The private Caixin/Markit survey showed China’s factory activity fell to 49.2 last month, down from 49.4 in April, while the official index by the Chinese Federation of Logistics & Purchasing was more optimistic at 50.1 for May. A reading above 50 indicates expansion.
Mining giant Anglo American was down more than 3%, while Glencore was nearly 3% lower, as investors feared lower manufacturing output in China could lead to a weaker demand for commodities.
Brent crude was 1% or 51 cents lower to 49.38 US dollars a barrel, with oil major BP falling close to 1%.

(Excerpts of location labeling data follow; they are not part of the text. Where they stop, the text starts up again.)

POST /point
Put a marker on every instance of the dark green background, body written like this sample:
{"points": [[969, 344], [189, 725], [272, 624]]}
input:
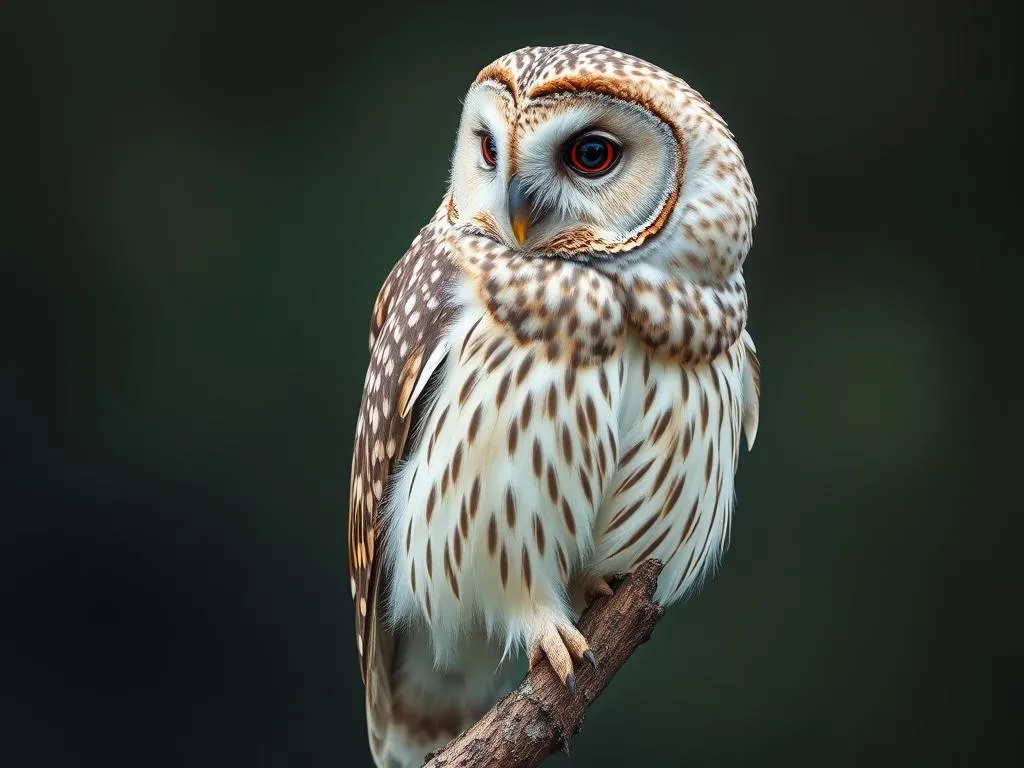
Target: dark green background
{"points": [[211, 194]]}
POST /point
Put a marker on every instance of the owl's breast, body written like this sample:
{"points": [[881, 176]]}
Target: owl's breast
{"points": [[570, 310]]}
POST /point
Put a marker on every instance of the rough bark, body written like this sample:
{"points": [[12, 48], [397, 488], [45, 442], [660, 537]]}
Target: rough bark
{"points": [[540, 717]]}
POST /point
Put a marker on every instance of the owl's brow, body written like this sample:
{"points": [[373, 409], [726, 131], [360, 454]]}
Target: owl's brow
{"points": [[500, 77]]}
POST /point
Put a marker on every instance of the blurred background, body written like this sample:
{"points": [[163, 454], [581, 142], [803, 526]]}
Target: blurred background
{"points": [[203, 200]]}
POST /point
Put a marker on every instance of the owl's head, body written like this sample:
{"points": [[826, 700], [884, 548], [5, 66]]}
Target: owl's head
{"points": [[583, 153]]}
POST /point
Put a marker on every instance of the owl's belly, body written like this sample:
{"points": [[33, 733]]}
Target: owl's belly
{"points": [[495, 507], [672, 494]]}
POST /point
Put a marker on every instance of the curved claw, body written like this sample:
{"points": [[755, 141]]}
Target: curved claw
{"points": [[595, 588], [561, 642]]}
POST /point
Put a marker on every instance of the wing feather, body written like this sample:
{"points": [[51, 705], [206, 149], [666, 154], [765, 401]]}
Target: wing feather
{"points": [[407, 344]]}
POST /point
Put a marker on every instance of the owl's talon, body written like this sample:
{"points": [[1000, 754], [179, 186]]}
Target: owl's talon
{"points": [[560, 642], [597, 587]]}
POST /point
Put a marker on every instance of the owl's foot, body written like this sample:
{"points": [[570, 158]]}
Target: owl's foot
{"points": [[561, 643], [595, 588]]}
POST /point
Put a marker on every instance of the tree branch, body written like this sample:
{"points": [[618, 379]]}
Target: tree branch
{"points": [[540, 716]]}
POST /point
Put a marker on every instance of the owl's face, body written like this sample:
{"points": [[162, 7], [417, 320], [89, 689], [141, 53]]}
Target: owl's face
{"points": [[561, 173], [586, 153]]}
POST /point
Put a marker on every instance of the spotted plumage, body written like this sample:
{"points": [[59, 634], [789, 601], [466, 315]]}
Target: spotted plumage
{"points": [[559, 376]]}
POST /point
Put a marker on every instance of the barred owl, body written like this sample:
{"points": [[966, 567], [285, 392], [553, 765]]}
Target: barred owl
{"points": [[559, 375]]}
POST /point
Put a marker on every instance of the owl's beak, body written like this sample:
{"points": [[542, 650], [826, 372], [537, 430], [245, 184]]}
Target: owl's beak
{"points": [[519, 210]]}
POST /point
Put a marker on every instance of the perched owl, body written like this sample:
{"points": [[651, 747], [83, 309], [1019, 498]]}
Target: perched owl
{"points": [[559, 375]]}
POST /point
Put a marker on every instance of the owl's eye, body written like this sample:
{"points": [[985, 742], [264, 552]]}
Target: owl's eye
{"points": [[488, 150], [593, 155]]}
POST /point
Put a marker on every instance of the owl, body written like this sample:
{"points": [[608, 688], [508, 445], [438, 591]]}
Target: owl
{"points": [[559, 375]]}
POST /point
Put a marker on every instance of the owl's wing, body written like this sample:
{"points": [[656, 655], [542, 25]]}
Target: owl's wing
{"points": [[407, 345]]}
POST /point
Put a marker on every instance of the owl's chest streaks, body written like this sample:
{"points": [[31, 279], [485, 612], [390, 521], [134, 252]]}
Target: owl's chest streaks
{"points": [[494, 510], [672, 495]]}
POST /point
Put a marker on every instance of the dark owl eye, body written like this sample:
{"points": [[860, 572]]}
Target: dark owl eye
{"points": [[593, 155], [488, 150]]}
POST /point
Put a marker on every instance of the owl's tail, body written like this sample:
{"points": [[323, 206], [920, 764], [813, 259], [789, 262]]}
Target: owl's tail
{"points": [[414, 708]]}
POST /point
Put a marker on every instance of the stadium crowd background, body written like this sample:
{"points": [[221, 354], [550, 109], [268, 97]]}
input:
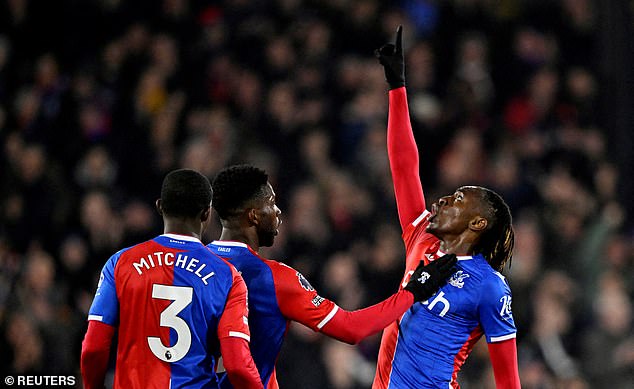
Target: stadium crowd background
{"points": [[99, 99]]}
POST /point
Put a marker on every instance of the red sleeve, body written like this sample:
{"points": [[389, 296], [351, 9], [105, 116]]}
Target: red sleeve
{"points": [[239, 364], [403, 155], [352, 327], [504, 361], [234, 322], [95, 351]]}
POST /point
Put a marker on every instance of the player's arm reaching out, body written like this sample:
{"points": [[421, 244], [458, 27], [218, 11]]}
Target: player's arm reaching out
{"points": [[503, 357], [301, 303], [401, 145], [95, 351], [234, 336]]}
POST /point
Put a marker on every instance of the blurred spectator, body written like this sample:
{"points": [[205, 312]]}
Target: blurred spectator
{"points": [[512, 94]]}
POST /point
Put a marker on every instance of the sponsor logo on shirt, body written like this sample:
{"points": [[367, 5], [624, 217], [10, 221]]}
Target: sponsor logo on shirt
{"points": [[458, 278], [304, 282]]}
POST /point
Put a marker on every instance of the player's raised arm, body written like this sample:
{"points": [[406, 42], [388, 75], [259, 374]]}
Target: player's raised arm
{"points": [[234, 336], [503, 357], [300, 302], [95, 351], [401, 145]]}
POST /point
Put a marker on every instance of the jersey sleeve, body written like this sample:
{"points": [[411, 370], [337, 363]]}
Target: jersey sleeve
{"points": [[105, 305], [495, 312], [234, 320], [404, 160], [504, 362], [298, 300]]}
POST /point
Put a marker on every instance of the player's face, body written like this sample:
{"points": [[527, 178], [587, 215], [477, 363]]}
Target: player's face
{"points": [[269, 218], [451, 214]]}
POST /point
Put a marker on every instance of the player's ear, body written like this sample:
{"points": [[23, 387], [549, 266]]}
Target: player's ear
{"points": [[204, 215], [252, 216], [478, 223]]}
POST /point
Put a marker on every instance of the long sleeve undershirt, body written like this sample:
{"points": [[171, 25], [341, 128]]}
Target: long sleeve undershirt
{"points": [[410, 200]]}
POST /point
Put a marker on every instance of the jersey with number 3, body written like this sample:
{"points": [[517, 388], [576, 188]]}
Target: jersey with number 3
{"points": [[171, 299], [427, 347]]}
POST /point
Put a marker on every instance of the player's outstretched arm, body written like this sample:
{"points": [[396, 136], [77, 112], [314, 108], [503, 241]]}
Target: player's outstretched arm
{"points": [[95, 351], [401, 145], [503, 357], [352, 327], [234, 336]]}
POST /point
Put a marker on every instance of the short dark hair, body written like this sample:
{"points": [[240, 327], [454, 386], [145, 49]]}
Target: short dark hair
{"points": [[497, 241], [235, 185], [185, 193]]}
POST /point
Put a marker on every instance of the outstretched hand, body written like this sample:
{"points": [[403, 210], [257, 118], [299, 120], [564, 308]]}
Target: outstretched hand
{"points": [[391, 57], [427, 279]]}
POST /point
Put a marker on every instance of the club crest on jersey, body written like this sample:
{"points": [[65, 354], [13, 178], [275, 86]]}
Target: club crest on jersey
{"points": [[304, 282], [457, 279], [423, 277]]}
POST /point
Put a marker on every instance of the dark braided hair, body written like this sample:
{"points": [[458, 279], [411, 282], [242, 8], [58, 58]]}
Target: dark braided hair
{"points": [[235, 185], [185, 193], [497, 241]]}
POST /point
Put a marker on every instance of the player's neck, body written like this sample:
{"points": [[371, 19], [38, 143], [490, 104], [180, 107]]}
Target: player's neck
{"points": [[456, 246], [182, 227], [238, 235]]}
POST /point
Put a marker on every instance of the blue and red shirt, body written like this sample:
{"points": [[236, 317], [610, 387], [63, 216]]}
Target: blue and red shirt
{"points": [[433, 338], [172, 300], [277, 294]]}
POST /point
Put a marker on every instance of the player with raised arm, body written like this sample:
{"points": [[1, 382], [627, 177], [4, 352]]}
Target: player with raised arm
{"points": [[176, 305], [279, 294], [428, 346]]}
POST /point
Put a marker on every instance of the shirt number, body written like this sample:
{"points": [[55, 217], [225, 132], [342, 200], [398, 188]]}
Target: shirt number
{"points": [[181, 297]]}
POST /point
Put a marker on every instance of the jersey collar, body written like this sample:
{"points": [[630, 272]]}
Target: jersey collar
{"points": [[229, 243]]}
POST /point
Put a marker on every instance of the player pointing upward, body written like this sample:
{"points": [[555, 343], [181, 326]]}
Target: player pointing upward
{"points": [[176, 304], [427, 347], [279, 294]]}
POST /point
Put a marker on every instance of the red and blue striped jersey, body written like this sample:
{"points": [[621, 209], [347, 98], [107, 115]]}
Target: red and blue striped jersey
{"points": [[427, 347], [172, 299], [277, 294]]}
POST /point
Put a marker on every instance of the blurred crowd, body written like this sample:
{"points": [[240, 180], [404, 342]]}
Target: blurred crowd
{"points": [[100, 99]]}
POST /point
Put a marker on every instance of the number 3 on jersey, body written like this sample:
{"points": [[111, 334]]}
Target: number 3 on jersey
{"points": [[181, 297]]}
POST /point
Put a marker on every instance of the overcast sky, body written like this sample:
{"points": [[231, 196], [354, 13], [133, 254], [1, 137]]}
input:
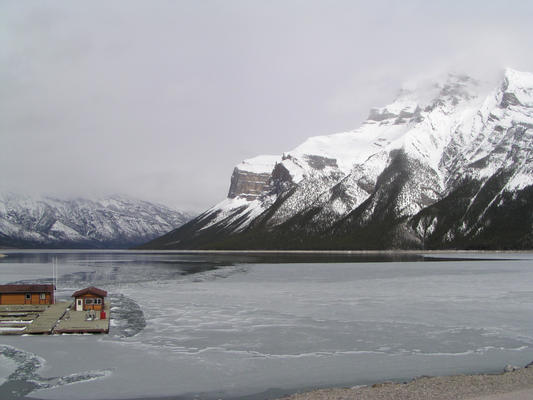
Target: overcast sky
{"points": [[160, 99]]}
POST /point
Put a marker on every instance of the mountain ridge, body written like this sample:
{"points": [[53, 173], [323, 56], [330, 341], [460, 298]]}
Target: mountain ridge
{"points": [[116, 221], [434, 169]]}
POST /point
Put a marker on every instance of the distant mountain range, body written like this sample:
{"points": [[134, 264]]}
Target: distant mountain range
{"points": [[110, 222], [448, 164]]}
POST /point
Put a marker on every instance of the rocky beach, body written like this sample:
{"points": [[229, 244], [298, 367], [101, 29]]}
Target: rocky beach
{"points": [[513, 383]]}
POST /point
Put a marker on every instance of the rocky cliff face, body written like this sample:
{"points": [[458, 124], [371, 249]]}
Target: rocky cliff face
{"points": [[446, 165], [112, 222]]}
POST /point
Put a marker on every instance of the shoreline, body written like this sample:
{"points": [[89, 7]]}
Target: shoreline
{"points": [[514, 383], [6, 251]]}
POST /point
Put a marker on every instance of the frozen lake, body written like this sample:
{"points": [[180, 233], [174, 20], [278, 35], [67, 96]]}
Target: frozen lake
{"points": [[228, 326]]}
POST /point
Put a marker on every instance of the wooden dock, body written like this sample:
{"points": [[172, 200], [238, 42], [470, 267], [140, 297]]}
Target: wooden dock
{"points": [[76, 322], [49, 319]]}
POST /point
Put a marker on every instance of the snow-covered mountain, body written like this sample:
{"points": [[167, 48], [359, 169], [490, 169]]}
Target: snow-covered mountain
{"points": [[111, 222], [448, 164]]}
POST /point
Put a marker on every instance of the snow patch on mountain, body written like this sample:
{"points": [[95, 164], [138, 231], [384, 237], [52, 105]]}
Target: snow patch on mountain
{"points": [[114, 221]]}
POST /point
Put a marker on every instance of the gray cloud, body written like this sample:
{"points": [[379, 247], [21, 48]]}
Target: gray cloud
{"points": [[161, 99]]}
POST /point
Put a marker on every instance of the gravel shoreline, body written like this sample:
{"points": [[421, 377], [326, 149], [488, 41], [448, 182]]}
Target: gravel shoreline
{"points": [[459, 387]]}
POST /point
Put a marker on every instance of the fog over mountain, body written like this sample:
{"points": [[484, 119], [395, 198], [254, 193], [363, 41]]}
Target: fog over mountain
{"points": [[160, 100]]}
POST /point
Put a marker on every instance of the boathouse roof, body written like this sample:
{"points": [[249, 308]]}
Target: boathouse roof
{"points": [[90, 290], [26, 288]]}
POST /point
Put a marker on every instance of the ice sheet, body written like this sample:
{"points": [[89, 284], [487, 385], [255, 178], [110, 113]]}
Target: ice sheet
{"points": [[230, 330]]}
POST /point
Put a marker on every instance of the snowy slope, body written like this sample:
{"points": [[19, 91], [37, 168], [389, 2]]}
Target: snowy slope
{"points": [[115, 221], [365, 187]]}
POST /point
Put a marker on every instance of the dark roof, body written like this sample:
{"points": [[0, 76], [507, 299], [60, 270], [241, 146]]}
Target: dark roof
{"points": [[26, 288], [91, 290]]}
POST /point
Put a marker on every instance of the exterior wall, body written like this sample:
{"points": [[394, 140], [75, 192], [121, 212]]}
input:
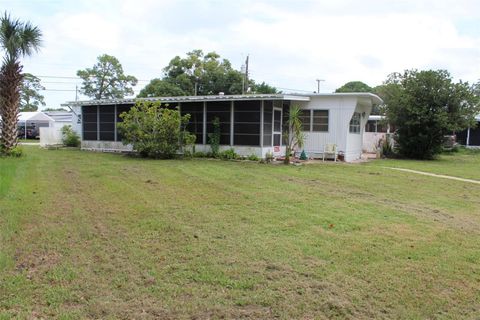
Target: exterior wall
{"points": [[77, 121], [50, 136], [355, 140], [340, 111]]}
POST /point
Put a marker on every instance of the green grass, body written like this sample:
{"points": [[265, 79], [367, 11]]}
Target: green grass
{"points": [[462, 164], [29, 140], [91, 235]]}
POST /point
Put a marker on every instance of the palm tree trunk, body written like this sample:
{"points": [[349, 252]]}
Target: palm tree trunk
{"points": [[10, 81]]}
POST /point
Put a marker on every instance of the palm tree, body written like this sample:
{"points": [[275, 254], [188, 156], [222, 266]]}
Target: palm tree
{"points": [[17, 39]]}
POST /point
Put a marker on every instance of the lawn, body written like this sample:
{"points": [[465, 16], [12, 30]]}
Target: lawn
{"points": [[463, 164], [91, 235]]}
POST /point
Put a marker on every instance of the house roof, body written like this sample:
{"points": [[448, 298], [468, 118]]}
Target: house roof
{"points": [[293, 97], [33, 116], [60, 116]]}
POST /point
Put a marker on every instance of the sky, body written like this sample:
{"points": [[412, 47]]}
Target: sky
{"points": [[290, 43]]}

Sterling fell 0.1% to 1.446 against the dollar, as it continued to be impacted by Tuesday’s ICM EU referendum poll, which put the Leave camp in front, showing 45% favoured leaving the EU, while 42% said they wanted to remain.
The pound also fell against the euro at 1.297.
Among stocks, Anglo American was down 22.1p to 576p, Antofagasta slipped 15.4p to 413.6p, and Glencore dropped 3.8p to 127.3p.
Plumb Center owner Wolseley was the biggest faller on the top tier as it moved to ramp up restructuring efforts across the UK and Europe after revealing a sharp slowdown in sales growth amid “subdued” trading.
The company said like-for-like revenue growth dropped to 1% in recent weeks, down from 2.8% in its third quarter.
Shares dropped more than 6% or 251p to 3800p.
Housing stocks were under fire after experts warned a Brexit vote could hit Britain’s property market for years as figures revealed a slowdown in annual house price growth last month.
The average price of a UK house edged up 0.2% to £204,368 in May, but year-on-year growth slipped back to 4.7% from 4.9% in April, according to Nationwide Building Society.
Charles Church owner Persimmon fell 54p to 2048p, Taylor Wimpey was 5.3p lower at 200.1p, and Barratt Developments dropped 14.5p to 577.5p.
Away from the top tier, Halfords slumped despite profits nudging up as the retailer’s turnaround continues under chief executive Jill McDonald.
The car parts to bicycles firm said full year pre-tax profit rose 0.5% to £81.5 million after sales at its retail and Autocentre arms saw growth.
Shares in the FTSE 250 company were more than 5% lower or 22.5p to 416.1p.